Saturday, May 14, 2011

Typhoid, Montclair and service learning

As a side project, C and I are trying to put together a curated New York City walk.  We're starting with a public health theme, centered on the story of "typhoid" Mary Mallon, perhaps the most famous silent carrier in American history.  It's easy to see epidemics like typhoid as urban problems, and many health experts throughout history have prescribed a clean air rest cure exactly because the close, airless conditions that are common in cities were thought to be insalubrious.  (An aside, at a recent talk at NYU David Oshinsky argued that Roosevelt's polio might be traced to just such a proscription for clean air.  Oshinsky thinks that stress from Congressional hearings about gays in the Navy combined with a vacation that featured vigorous outdoor activity and swimming in the Bay of Fundy made Roosevelt particularly susceptible to the polio virus, which he might have picked up while visiting a boyscout jamboree in 1921.)  I came across another counterexample while looking for an organic dairy that would deliver near where I live.  In 1894, the New York Times reported a "local epidemic of typhoid fever in Montclair, NJ" that was traced to a Verona milkman named G.W. Gould.  There's no particular revelation here - typhoid can be spread through a number of media and food was historically one of the most common.
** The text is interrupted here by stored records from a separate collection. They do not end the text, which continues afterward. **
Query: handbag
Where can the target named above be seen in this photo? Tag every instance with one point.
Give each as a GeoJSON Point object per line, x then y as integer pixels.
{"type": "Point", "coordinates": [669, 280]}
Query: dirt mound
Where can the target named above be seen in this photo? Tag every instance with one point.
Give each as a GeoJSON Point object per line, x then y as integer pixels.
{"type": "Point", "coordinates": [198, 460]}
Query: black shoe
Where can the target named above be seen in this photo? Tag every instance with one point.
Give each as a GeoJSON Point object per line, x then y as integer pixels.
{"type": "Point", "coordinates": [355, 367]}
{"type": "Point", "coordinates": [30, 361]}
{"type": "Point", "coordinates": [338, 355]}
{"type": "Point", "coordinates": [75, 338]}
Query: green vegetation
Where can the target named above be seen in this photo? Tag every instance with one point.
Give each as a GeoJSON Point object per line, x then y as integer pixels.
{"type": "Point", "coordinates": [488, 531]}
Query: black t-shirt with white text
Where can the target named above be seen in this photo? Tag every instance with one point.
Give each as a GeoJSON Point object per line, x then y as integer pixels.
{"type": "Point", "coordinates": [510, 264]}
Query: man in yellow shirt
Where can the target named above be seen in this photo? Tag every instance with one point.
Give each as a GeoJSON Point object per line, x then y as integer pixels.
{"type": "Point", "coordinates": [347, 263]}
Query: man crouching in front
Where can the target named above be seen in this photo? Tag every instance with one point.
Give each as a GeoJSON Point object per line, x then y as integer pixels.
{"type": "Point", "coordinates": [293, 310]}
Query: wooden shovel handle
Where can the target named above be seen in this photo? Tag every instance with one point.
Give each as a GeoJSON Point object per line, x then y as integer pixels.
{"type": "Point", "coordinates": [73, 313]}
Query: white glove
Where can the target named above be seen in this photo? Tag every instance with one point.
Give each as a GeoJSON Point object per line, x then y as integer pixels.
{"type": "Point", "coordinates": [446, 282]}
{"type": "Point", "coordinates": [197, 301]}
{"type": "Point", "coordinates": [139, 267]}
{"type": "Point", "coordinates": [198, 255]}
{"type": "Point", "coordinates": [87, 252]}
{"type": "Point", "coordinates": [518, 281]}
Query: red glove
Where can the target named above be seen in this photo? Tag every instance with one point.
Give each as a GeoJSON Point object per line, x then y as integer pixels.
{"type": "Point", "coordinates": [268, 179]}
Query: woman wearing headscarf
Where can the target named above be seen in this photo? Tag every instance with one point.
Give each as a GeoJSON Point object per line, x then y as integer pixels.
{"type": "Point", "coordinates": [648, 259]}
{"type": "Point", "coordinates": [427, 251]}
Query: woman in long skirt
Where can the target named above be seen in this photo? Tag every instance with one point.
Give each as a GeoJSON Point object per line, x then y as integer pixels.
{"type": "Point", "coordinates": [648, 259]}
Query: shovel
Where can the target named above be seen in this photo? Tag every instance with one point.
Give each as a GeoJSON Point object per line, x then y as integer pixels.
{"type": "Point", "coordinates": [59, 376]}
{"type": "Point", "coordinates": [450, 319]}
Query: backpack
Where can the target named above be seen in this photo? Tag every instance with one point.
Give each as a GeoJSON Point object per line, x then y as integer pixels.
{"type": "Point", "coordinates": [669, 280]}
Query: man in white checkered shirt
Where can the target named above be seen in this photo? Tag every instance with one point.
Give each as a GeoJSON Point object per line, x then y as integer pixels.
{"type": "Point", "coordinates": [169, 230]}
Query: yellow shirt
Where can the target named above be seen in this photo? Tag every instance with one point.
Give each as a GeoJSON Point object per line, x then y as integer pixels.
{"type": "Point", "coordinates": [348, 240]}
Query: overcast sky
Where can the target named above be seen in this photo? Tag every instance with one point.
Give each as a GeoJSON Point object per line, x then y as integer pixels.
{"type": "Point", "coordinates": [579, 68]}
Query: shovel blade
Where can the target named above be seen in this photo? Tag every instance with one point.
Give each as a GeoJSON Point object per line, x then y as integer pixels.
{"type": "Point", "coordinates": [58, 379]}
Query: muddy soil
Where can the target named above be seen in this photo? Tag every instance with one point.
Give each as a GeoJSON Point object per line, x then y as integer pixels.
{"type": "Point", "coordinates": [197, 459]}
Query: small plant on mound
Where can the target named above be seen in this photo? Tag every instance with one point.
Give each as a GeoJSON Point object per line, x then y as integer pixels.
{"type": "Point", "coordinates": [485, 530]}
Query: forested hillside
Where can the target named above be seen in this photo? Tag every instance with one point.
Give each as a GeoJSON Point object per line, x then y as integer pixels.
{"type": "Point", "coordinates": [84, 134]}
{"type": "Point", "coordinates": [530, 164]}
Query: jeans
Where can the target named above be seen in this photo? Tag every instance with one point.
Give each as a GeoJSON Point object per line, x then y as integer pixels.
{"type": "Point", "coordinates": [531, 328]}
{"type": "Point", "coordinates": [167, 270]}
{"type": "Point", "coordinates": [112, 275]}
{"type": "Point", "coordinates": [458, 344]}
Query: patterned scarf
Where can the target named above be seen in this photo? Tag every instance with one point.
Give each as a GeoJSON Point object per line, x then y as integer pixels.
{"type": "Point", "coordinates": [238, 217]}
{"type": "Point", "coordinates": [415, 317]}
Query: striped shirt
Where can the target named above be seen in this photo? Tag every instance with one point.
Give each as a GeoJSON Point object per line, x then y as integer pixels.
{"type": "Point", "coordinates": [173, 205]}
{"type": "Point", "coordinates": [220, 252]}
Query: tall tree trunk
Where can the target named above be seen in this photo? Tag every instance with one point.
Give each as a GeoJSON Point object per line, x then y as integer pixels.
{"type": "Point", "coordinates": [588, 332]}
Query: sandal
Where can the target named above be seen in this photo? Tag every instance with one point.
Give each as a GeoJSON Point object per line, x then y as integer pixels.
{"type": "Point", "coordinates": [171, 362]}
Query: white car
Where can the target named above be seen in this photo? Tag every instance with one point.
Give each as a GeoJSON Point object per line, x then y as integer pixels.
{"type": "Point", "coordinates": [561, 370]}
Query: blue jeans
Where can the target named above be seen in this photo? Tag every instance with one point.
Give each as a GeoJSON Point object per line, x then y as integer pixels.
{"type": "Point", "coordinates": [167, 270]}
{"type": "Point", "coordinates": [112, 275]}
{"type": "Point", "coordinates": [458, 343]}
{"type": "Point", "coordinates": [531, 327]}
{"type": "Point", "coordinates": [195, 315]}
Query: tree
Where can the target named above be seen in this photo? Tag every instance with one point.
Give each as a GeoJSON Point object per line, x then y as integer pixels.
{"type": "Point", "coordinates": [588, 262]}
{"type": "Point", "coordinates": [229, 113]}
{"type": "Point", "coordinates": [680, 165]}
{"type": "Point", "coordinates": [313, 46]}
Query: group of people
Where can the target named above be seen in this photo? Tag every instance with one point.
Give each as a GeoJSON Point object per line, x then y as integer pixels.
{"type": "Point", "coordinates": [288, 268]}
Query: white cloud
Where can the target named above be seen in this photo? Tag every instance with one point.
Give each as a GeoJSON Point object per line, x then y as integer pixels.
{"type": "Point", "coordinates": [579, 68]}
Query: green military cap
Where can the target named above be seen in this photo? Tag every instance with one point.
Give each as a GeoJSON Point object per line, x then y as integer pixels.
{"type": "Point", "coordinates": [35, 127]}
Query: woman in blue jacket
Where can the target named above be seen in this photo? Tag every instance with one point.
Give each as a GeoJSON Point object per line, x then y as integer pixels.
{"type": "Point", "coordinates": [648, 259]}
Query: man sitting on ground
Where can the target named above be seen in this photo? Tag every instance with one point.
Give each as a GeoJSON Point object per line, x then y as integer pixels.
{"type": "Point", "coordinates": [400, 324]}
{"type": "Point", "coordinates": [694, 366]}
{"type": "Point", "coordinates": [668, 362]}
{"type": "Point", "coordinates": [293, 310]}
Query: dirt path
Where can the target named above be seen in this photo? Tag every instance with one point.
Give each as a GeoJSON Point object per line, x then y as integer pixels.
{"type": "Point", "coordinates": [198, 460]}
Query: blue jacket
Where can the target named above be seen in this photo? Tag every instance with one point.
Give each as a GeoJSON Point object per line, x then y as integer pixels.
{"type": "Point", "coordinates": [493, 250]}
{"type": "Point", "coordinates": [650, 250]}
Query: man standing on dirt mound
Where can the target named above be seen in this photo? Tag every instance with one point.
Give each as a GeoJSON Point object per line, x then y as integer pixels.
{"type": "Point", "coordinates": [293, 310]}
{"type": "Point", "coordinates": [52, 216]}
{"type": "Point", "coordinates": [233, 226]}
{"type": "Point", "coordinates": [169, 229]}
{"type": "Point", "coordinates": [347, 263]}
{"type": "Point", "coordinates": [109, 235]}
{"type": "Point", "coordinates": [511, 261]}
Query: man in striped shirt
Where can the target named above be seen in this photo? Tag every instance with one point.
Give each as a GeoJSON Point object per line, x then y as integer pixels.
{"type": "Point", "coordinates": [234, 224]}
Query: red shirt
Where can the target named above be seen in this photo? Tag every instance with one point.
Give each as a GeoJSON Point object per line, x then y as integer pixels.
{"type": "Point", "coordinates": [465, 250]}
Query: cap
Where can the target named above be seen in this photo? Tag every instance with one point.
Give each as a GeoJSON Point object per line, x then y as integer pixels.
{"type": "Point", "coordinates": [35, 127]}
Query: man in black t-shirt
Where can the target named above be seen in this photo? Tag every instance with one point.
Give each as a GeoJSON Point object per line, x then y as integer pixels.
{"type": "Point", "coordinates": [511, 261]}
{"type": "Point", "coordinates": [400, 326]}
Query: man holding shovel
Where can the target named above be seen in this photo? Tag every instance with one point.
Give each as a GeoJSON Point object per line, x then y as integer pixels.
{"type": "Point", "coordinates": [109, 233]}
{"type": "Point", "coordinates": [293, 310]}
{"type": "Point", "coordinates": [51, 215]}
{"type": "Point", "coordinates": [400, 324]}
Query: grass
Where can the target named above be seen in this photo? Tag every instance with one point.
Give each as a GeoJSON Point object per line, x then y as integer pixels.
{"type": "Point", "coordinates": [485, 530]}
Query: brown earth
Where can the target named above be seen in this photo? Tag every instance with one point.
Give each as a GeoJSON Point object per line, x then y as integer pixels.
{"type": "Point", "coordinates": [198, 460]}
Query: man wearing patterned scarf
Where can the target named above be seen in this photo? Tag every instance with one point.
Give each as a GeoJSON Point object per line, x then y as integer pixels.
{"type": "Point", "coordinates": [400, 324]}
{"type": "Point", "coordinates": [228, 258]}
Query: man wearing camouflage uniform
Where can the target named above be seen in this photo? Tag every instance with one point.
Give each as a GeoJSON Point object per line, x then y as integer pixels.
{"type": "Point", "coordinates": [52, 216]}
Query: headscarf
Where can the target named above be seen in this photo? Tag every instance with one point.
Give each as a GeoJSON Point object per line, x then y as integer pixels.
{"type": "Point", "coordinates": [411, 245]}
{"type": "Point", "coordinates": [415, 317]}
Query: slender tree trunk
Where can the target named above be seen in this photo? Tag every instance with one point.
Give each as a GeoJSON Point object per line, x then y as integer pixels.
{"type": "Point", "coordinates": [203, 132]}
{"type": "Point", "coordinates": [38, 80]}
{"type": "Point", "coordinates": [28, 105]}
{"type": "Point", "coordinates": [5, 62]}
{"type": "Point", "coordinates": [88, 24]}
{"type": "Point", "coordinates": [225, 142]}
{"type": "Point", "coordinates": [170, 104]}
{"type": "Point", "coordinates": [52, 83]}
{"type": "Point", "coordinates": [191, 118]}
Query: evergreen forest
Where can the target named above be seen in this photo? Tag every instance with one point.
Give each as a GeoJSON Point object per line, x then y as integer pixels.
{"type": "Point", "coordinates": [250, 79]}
Having recently re-worked my statement of teaching philosophy - in which I lay a great deal of emphasis on encouraging students to think of history in terms of human consequences rather than a litany of facts, this article on the Montclair typhoid epidemic served as a nice reminder of the ways in which academic history can intersect in unexpected ways with "real" life - and reminds me how much I want to destabilize the model that deliniates between life in the ivory tower and everything outside of it.  The "service learning" concept, which is used by some colleges to encourage their students to "not only learn the practical applications of their studies, [but also to] become actively contributing citizens and community members through the service they perform," satisfies this need admirably.